🤖 AI Summary
This work addresses the challenge of long-horizon agent reasoning under limited context windows, where conventional text-based memory methods inefficiently allocate tokens uniformly and struggle to preserve critical information. The authors propose MemOCR, a novel approach that introduces visual layout into memory compression for the first time: by converting structured rich-text elements—such as headings and highlights—into rendered images, it leverages spatial arrangement to adaptively allocate information density, prioritizing key evidence under strict context budgets. Integrating reinforcement learning with budget-aware training, the model maintains robustness across varying memory constraints. Experimental results demonstrate that MemOCR significantly outperforms strong textual baselines on both multi-hop and single-hop question answering benchmarks, achieving notably more efficient reasoning performance especially under extreme context compression.
📝 Abstract
Long-horizon agentic reasoning necessitates effectively compressing growing interaction histories into a limited context window. Most existing memory systems serialize history as text, where token-level cost is uniform and scales linearly with length, often spending scarce budget on low-value details.
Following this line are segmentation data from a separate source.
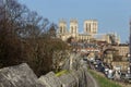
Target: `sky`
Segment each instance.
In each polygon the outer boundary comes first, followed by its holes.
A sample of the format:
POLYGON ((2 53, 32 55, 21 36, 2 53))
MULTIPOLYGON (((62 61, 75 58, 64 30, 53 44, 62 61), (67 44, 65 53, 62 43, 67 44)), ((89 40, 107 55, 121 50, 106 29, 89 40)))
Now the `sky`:
POLYGON ((70 23, 79 21, 79 32, 83 32, 85 20, 98 21, 98 34, 117 33, 121 42, 129 40, 131 0, 19 0, 29 10, 56 24, 60 18, 70 23))

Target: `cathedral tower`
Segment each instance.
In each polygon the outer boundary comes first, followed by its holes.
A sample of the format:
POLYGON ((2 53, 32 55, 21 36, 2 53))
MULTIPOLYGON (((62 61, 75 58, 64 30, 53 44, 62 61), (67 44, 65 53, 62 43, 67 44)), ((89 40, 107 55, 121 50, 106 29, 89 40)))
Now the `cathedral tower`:
POLYGON ((84 33, 86 34, 97 34, 98 22, 96 20, 86 20, 84 22, 84 33))
POLYGON ((72 35, 72 37, 76 37, 78 35, 78 29, 79 28, 79 24, 76 20, 71 20, 70 21, 70 34, 72 35))
POLYGON ((67 22, 64 20, 59 21, 59 34, 66 34, 67 30, 67 22))

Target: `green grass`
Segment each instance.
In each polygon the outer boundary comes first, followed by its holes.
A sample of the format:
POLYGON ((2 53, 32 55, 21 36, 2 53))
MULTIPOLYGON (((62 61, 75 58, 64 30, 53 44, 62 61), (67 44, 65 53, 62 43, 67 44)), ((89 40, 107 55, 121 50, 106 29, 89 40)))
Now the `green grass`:
POLYGON ((67 74, 67 73, 69 73, 69 71, 63 70, 63 71, 56 73, 56 76, 61 76, 61 75, 67 74))
POLYGON ((119 84, 117 84, 116 82, 108 79, 106 77, 103 77, 100 75, 98 75, 97 73, 88 70, 90 73, 93 75, 93 77, 97 80, 99 87, 121 87, 119 84))

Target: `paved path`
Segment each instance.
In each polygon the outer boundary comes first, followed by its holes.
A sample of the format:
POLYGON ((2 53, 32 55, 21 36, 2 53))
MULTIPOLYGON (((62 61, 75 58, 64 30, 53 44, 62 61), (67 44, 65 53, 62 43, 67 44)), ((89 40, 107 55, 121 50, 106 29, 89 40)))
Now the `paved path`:
POLYGON ((86 72, 86 77, 88 79, 87 87, 99 87, 95 78, 88 72, 86 72))
MULTIPOLYGON (((95 73, 97 73, 98 75, 105 77, 105 75, 104 75, 103 73, 100 73, 100 72, 97 72, 97 71, 93 71, 93 72, 95 72, 95 73)), ((112 82, 114 82, 114 80, 112 80, 112 82)), ((120 86, 122 86, 122 87, 131 87, 131 84, 126 84, 126 83, 121 83, 121 82, 116 82, 116 83, 118 83, 118 84, 119 84, 120 86)))

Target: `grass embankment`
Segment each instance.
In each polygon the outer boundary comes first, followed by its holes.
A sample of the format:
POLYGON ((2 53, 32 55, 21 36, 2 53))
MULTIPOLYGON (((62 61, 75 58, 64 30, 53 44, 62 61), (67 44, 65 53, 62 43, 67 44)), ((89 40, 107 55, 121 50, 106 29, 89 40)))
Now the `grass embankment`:
POLYGON ((69 73, 69 71, 67 71, 67 70, 63 70, 63 71, 60 71, 60 72, 58 72, 58 73, 56 73, 56 76, 61 76, 61 75, 63 75, 63 74, 67 74, 67 73, 69 73))
POLYGON ((88 71, 93 75, 93 77, 97 80, 99 87, 121 87, 118 83, 111 79, 108 79, 92 70, 88 70, 88 71))

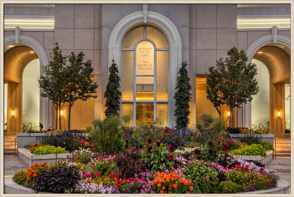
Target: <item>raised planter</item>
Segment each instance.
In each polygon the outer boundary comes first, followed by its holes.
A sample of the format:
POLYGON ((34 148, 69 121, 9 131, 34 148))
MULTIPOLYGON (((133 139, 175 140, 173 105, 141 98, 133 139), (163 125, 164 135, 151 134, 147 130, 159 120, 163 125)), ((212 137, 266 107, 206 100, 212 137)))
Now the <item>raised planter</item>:
MULTIPOLYGON (((55 135, 56 133, 16 133, 17 136, 17 150, 20 148, 24 147, 24 146, 27 144, 33 145, 36 143, 39 143, 40 140, 42 138, 42 136, 45 136, 46 134, 53 134, 55 135)), ((83 133, 83 135, 88 135, 88 133, 83 133)), ((16 153, 17 155, 18 156, 19 153, 18 151, 16 153)))
POLYGON ((44 155, 35 155, 31 153, 30 151, 25 148, 19 148, 19 157, 22 161, 29 167, 36 162, 43 163, 44 161, 48 164, 54 164, 59 159, 67 159, 68 156, 70 153, 62 154, 47 154, 44 155))
MULTIPOLYGON (((27 188, 17 184, 12 179, 11 177, 5 178, 4 179, 4 193, 36 193, 34 190, 27 188)), ((247 192, 237 193, 288 193, 289 183, 284 179, 280 179, 278 181, 278 186, 270 189, 263 190, 257 190, 247 192)), ((49 192, 38 192, 38 193, 53 193, 49 192)))
POLYGON ((273 150, 270 150, 266 151, 266 154, 268 155, 266 158, 262 156, 261 155, 234 155, 234 156, 236 157, 239 159, 243 160, 252 160, 255 161, 259 162, 264 165, 269 162, 273 158, 273 150))
MULTIPOLYGON (((233 136, 233 137, 232 138, 232 139, 237 140, 238 138, 245 137, 248 134, 244 133, 231 133, 230 135, 231 136, 233 136)), ((262 137, 263 141, 269 142, 273 146, 274 138, 275 137, 274 134, 255 134, 255 135, 258 135, 259 137, 262 137)))

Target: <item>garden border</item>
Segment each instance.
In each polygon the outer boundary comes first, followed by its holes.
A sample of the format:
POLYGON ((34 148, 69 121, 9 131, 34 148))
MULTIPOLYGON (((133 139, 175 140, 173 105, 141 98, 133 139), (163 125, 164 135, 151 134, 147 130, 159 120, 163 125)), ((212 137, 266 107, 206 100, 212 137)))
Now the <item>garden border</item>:
MULTIPOLYGON (((284 179, 280 179, 278 181, 278 186, 272 188, 263 190, 257 190, 247 192, 239 192, 235 193, 237 194, 245 193, 288 193, 289 187, 289 182, 284 179)), ((27 188, 15 183, 12 180, 11 177, 7 177, 4 179, 4 193, 36 193, 33 190, 27 188)), ((36 193, 54 193, 51 192, 39 192, 36 193)))

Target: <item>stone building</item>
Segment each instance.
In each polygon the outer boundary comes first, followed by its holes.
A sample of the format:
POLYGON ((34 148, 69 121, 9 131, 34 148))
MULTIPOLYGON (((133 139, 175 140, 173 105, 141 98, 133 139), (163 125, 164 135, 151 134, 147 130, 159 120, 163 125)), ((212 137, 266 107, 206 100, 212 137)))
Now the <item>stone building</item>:
MULTIPOLYGON (((131 125, 176 124, 173 99, 183 61, 192 87, 190 126, 204 113, 218 115, 206 96, 206 72, 235 46, 258 66, 260 91, 233 114, 235 127, 269 121, 271 133, 285 136, 290 122, 290 4, 10 4, 4 5, 4 122, 7 135, 23 123, 54 128, 55 109, 40 97, 37 77, 58 42, 65 55, 83 51, 93 60, 97 97, 71 110, 72 129, 103 117, 108 70, 114 55, 121 79, 121 114, 131 125), (13 112, 13 114, 12 114, 13 112)), ((66 128, 68 106, 62 109, 66 128)), ((222 115, 228 119, 228 108, 222 115)), ((38 127, 34 129, 37 129, 38 127)))

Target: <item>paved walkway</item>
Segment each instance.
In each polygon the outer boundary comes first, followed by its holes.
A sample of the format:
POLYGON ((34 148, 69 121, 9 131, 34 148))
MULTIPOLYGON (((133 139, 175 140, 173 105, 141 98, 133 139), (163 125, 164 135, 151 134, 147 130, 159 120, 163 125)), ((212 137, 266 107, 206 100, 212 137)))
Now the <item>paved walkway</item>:
MULTIPOLYGON (((265 166, 267 168, 275 169, 281 179, 288 181, 290 184, 289 193, 291 189, 291 164, 290 157, 274 157, 265 166)), ((19 170, 26 170, 27 166, 18 157, 13 156, 4 156, 4 177, 12 176, 19 170)))

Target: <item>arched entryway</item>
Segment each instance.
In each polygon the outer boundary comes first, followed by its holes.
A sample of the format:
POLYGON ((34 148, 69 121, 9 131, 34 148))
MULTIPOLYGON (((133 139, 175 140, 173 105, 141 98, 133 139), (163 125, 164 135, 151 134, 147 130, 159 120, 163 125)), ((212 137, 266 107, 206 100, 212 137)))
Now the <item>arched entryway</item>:
MULTIPOLYGON (((255 41, 246 52, 248 62, 257 59, 268 71, 270 132, 275 137, 285 137, 285 85, 290 81, 290 39, 276 32, 275 35, 274 29, 272 35, 255 41)), ((251 112, 251 103, 248 105, 247 112, 251 112)))
MULTIPOLYGON (((16 29, 16 35, 4 39, 4 76, 7 90, 8 136, 16 135, 22 130, 23 76, 25 68, 35 59, 39 59, 40 68, 48 63, 47 55, 41 45, 31 38, 20 35, 18 27, 16 29)), ((40 73, 41 72, 40 70, 40 73)), ((48 127, 48 101, 46 98, 39 98, 39 121, 46 129, 48 127)))

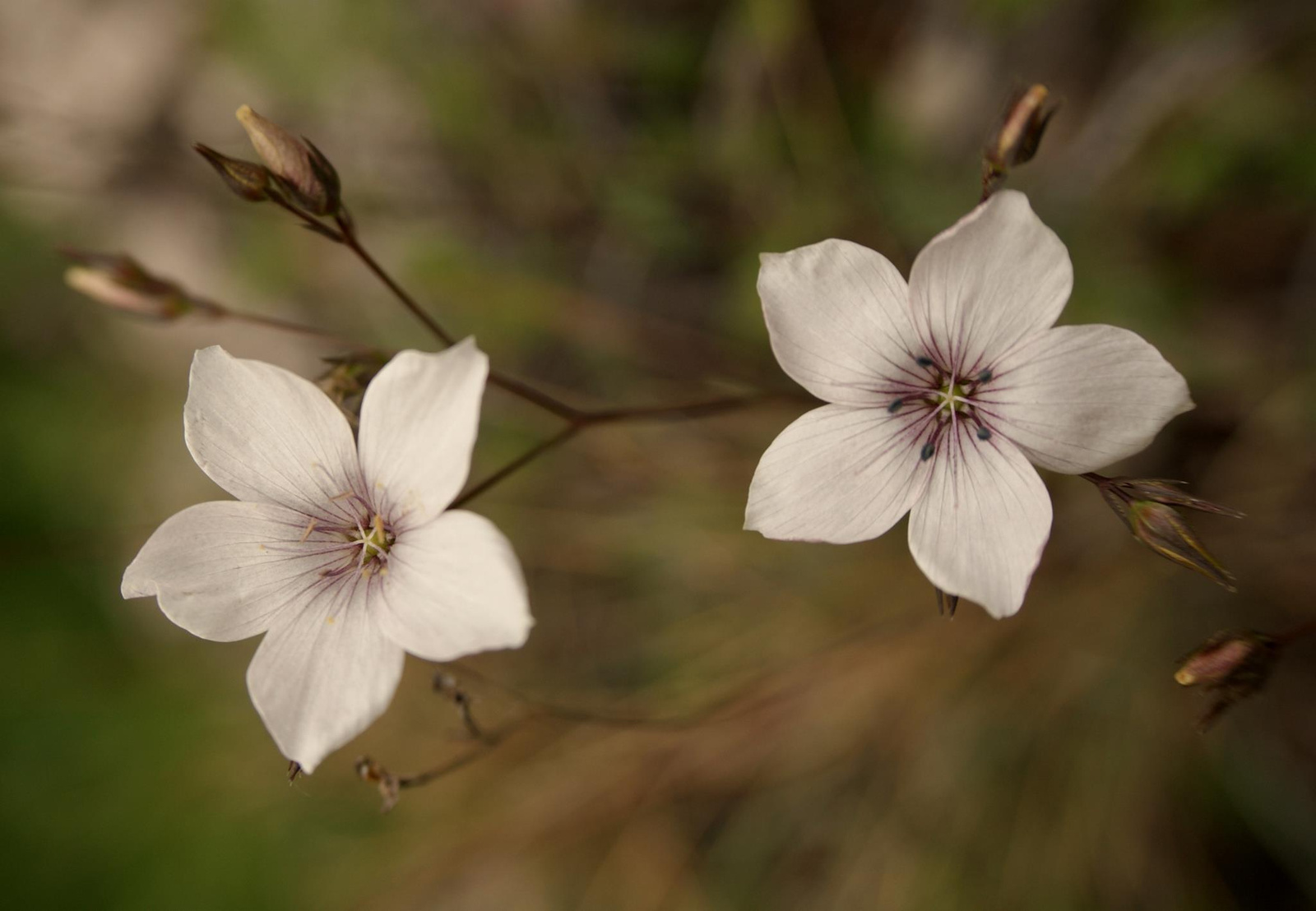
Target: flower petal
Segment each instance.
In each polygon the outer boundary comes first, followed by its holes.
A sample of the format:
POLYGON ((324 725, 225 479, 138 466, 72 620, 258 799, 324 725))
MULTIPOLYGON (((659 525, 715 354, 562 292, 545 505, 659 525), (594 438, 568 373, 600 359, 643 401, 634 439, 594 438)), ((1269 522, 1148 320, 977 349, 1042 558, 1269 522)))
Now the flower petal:
POLYGON ((307 517, 270 503, 199 503, 155 529, 124 570, 124 598, 154 596, 170 620, 232 642, 304 602, 326 563, 307 517))
POLYGON ((400 536, 382 582, 380 628, 429 661, 517 648, 534 624, 512 545, 474 512, 445 512, 400 536))
POLYGON ((400 351, 366 388, 361 465, 395 527, 429 521, 462 490, 486 377, 488 358, 467 338, 438 354, 400 351))
POLYGON ((211 481, 240 500, 342 517, 336 498, 361 486, 351 428, 329 396, 218 346, 192 358, 183 437, 211 481))
POLYGON ((758 271, 772 353, 825 402, 873 404, 890 379, 915 373, 905 282, 886 257, 850 241, 765 253, 758 271))
POLYGON ((303 771, 368 728, 397 689, 403 650, 367 610, 376 578, 325 585, 303 610, 276 617, 247 667, 255 710, 303 771))
POLYGON ((1065 309, 1074 267, 1028 197, 1003 190, 937 234, 913 261, 909 300, 929 353, 971 377, 1065 309))
POLYGON ((923 408, 822 405, 763 453, 745 528, 783 541, 850 544, 886 533, 923 494, 923 408))
POLYGON ((1053 471, 1096 471, 1145 449, 1192 408, 1188 384, 1128 329, 1058 326, 1000 362, 980 395, 1000 433, 1053 471))
POLYGON ((978 440, 965 424, 942 437, 928 492, 909 512, 909 552, 950 595, 1007 617, 1051 531, 1051 500, 1037 470, 999 436, 978 440))

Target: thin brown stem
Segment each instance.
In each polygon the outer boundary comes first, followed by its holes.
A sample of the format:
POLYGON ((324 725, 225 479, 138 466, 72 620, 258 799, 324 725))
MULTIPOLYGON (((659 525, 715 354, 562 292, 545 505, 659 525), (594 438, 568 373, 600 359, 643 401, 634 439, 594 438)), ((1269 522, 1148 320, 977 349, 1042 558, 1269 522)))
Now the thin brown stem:
POLYGON ((317 329, 316 326, 305 325, 303 323, 293 323, 292 320, 284 320, 278 316, 266 316, 263 313, 250 313, 246 311, 228 308, 220 308, 217 315, 220 319, 250 323, 251 325, 265 326, 266 329, 278 329, 279 332, 290 332, 297 336, 305 336, 308 338, 329 342, 330 345, 341 345, 343 348, 353 348, 357 350, 374 350, 372 345, 351 341, 350 338, 343 338, 333 332, 317 329))
POLYGON ((355 225, 353 225, 351 220, 342 215, 338 215, 334 216, 334 222, 338 225, 338 232, 340 236, 342 237, 342 244, 354 254, 357 254, 357 258, 366 265, 366 269, 374 273, 375 278, 378 278, 380 282, 384 283, 384 287, 387 287, 392 292, 392 295, 397 298, 399 301, 401 301, 403 307, 411 311, 412 316, 420 320, 436 338, 438 338, 445 345, 453 345, 455 340, 447 332, 447 329, 441 326, 438 324, 438 320, 426 313, 425 309, 418 303, 416 303, 416 299, 412 298, 409 294, 407 294, 407 290, 403 286, 400 286, 396 280, 393 280, 393 276, 390 275, 388 271, 384 270, 384 267, 380 266, 379 262, 372 255, 370 255, 370 251, 366 250, 365 246, 362 246, 361 240, 357 237, 357 228, 355 225))
POLYGON ((762 402, 771 402, 774 399, 784 400, 791 398, 796 396, 788 394, 762 392, 755 395, 736 395, 722 399, 708 399, 705 402, 692 402, 680 405, 607 408, 600 411, 579 411, 576 408, 570 408, 569 413, 561 415, 561 417, 563 417, 567 421, 566 427, 563 427, 553 436, 546 437, 541 442, 536 444, 526 452, 521 453, 520 456, 517 456, 515 459, 500 467, 490 477, 478 482, 474 487, 471 487, 465 494, 458 496, 457 500, 453 503, 451 508, 457 508, 475 499, 488 488, 501 483, 511 475, 516 474, 517 471, 520 471, 526 465, 536 461, 549 450, 566 442, 576 433, 591 427, 596 427, 600 424, 617 424, 621 421, 674 421, 674 420, 708 417, 711 415, 721 415, 728 411, 736 411, 738 408, 759 404, 762 402))
POLYGON ((538 444, 536 444, 534 446, 532 446, 530 449, 528 449, 526 452, 521 453, 511 462, 504 465, 501 469, 491 474, 488 478, 484 478, 483 481, 478 482, 474 487, 471 487, 465 494, 453 500, 453 504, 449 508, 457 509, 458 507, 465 506, 467 502, 475 499, 476 496, 487 491, 490 487, 516 474, 522 467, 525 467, 526 465, 529 465, 530 462, 533 462, 534 459, 537 459, 540 456, 549 452, 554 446, 566 442, 567 440, 574 437, 579 429, 580 429, 579 424, 567 424, 561 430, 554 433, 551 437, 540 441, 538 444))

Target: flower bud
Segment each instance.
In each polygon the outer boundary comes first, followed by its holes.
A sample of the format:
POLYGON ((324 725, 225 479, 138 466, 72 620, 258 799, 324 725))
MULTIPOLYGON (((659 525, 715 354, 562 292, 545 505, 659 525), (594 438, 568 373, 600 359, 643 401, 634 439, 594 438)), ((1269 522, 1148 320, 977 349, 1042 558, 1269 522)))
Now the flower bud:
POLYGON ((229 158, 200 142, 192 147, 224 178, 228 188, 242 199, 249 203, 261 203, 270 199, 270 171, 263 165, 241 158, 229 158))
POLYGON ((1174 679, 1182 686, 1202 685, 1212 694, 1212 703, 1199 721, 1204 731, 1230 706, 1261 691, 1279 654, 1279 641, 1265 633, 1221 632, 1186 656, 1174 679))
POLYGON ((1202 573, 1228 591, 1237 591, 1233 575, 1202 546, 1192 529, 1171 507, 1153 500, 1133 500, 1126 507, 1125 521, 1133 537, 1166 560, 1202 573))
POLYGON ((338 172, 318 149, 246 104, 238 108, 237 117, 280 190, 312 215, 338 211, 338 172))
POLYGON ((1229 591, 1236 591, 1233 575, 1202 546, 1192 529, 1173 507, 1182 506, 1187 509, 1215 512, 1236 519, 1242 517, 1241 512, 1190 496, 1178 488, 1178 484, 1182 483, 1178 481, 1107 478, 1091 473, 1082 477, 1096 484, 1107 506, 1128 525, 1133 537, 1166 560, 1202 573, 1229 591))
POLYGON ((1105 481, 1128 499, 1182 506, 1186 509, 1213 512, 1219 516, 1229 516, 1230 519, 1244 517, 1244 513, 1237 509, 1190 496, 1183 490, 1179 490, 1184 483, 1182 481, 1166 481, 1162 478, 1107 478, 1105 481))
POLYGON ((63 253, 76 263, 64 273, 68 287, 107 307, 154 320, 176 320, 192 311, 220 312, 215 304, 151 275, 132 257, 79 250, 63 253))
POLYGON ((1037 154, 1046 125, 1055 113, 1054 107, 1046 108, 1046 86, 1029 86, 1011 105, 1000 130, 983 151, 991 174, 1003 175, 1037 154))
POLYGON ((379 796, 383 800, 383 804, 379 807, 379 812, 388 812, 397 806, 397 798, 400 796, 397 775, 388 771, 388 769, 379 765, 368 756, 362 756, 357 760, 357 774, 362 781, 368 781, 379 787, 379 796))
POLYGON ((316 386, 333 399, 347 423, 355 428, 361 420, 361 403, 366 398, 366 387, 387 362, 388 355, 382 351, 325 358, 329 370, 316 379, 316 386))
To this end, we introduce MemOCR, a multimodal memory agent that improves long-horizon reasoning under tight context budgets by allocating memory space with adaptive information density through visual layout. Concretely, MemOCR maintains a structured rich-text memory (e.g., headings, highlights) and renders it into an image that the agent consults for memory access, visually prioritizing crucial evidence while aggressively compressing auxiliary details. To ensure robustness across varying memory budgets, we train MemOCR with reinforcement learning under budget-aware objectives that expose the agent to diverse compression levels. Across long-context multi-hop and single-hop question-answering benchmarks, MemOCR outperforms strong text-based baselines and achieves more effective context utilization under extreme budgets.